The rules of Bid Euchre differ from area to area, and according to the preferences of the players. There are no "standard" rules, but there are rules that are used by most players in most games.
Basic Rules of Bid Euchre
The basic rules of Bid Euchre call for two teams of two players each--partners who sit opposite each other at the table. A standard Bid Euchre deck consists of the ace through 9 of each suit. All the cards are dealt. Each player receives the same number of cards.The order of rank is ace high to 9 low, with the exception of the jacks of the trump suit and the suit that is the same color as the trump suit. For example, if hearts is the trump suit, the jack of hearts is the highest card in the deck and is called the "right bower." The jack of diamonds is the "left bower" and ranks above all other cards except the jack of hearts. The left bower is considered a trump-suit card rather than a card in its own suit. In a no-trump bid, all suits rank ace high to 9 low, and there are no bowers.
Each player bids once, starting with the player sitting to the dealer's left. A bid consists of the number of tricks a player believes his team can take, and a "trump" suit or "no-trump." For example, a player might bid two hearts or four "no trump." Passing is allowed, but if a player passes he will not be entitled to bid later during that hand. Unlike Bridge, suits have no rank. Therefore, a bid of "four" must be overbid by a bid of "five" or "six," regardless of the trump. In a single-deck game, there are six tricks per hand. Therefore, a bid of six is the highest possible bid.
Rules of Play
The person who bids the highest is called the "declarer." She leads a card. The player to the declarer's left plays next, and so on, until each player has played a card. It must be of the same suit if she has it. If she is void, she may discard any card she chooses, or play a trump. The highest card played wins the trick. A trump wins any trick unless a higher trump is played. The winner of each trick leads the first card of the next trick.

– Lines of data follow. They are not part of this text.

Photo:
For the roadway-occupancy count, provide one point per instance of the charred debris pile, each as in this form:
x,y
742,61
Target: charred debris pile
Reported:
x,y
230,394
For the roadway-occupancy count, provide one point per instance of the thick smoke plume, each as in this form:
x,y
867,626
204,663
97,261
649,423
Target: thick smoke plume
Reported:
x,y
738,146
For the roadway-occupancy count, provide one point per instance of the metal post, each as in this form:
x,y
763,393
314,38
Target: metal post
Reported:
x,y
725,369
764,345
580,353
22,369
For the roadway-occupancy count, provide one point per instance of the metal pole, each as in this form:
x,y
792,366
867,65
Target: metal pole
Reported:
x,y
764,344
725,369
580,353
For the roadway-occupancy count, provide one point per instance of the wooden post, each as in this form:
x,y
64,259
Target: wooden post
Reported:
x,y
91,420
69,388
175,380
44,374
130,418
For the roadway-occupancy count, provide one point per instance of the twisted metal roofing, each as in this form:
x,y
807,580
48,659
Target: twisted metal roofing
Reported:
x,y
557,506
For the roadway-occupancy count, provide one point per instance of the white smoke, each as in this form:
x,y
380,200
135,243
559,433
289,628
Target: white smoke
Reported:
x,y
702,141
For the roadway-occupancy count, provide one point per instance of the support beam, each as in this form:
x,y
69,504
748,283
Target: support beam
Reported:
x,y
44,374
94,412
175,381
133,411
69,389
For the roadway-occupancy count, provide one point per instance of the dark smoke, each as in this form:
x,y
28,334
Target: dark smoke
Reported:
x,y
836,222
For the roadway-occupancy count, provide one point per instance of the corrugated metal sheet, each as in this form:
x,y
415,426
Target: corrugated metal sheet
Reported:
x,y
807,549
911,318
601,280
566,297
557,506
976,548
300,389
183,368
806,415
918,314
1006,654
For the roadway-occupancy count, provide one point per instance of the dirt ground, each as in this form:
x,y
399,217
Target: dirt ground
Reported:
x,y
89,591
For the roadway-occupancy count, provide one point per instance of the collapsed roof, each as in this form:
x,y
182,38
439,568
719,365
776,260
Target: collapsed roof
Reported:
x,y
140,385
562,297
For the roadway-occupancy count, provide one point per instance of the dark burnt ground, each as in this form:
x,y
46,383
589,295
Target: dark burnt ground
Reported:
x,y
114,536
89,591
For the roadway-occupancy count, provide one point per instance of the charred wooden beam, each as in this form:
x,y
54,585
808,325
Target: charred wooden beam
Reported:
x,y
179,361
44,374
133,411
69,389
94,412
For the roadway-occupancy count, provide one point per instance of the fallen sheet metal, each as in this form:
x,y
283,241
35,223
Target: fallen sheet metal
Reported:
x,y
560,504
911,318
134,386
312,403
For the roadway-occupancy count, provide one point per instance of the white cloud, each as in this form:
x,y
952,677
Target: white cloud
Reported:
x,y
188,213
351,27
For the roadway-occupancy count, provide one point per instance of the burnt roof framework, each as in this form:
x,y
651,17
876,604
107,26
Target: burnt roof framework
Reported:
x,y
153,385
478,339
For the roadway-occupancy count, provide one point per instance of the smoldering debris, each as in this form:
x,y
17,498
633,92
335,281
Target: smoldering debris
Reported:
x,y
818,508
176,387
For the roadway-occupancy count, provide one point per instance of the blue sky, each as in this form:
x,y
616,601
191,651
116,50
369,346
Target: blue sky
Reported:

Scoring is simple: If the bidding team takes at least the number of tricks as the bid calls for, each team receives one point for each trick taken. If the bidding team does not take the required number of tricks, it is "set" and receives no points. One point for each trick the team bid is deducted from its score. The "setting" team still receives one point for each trick it took. A team can have a negative score.
Winning the Game
A game is played to whatever total score the players decide. A common goal is 32 points. A team can win by either: 1) reaching the goal when it wins a hand on which it was the bidding team; or 2) reaching the goal when it sets a bid. A team cannot win, even if it reaches the goal, after a hand in which the opponent is the bidding team and reaches its bid.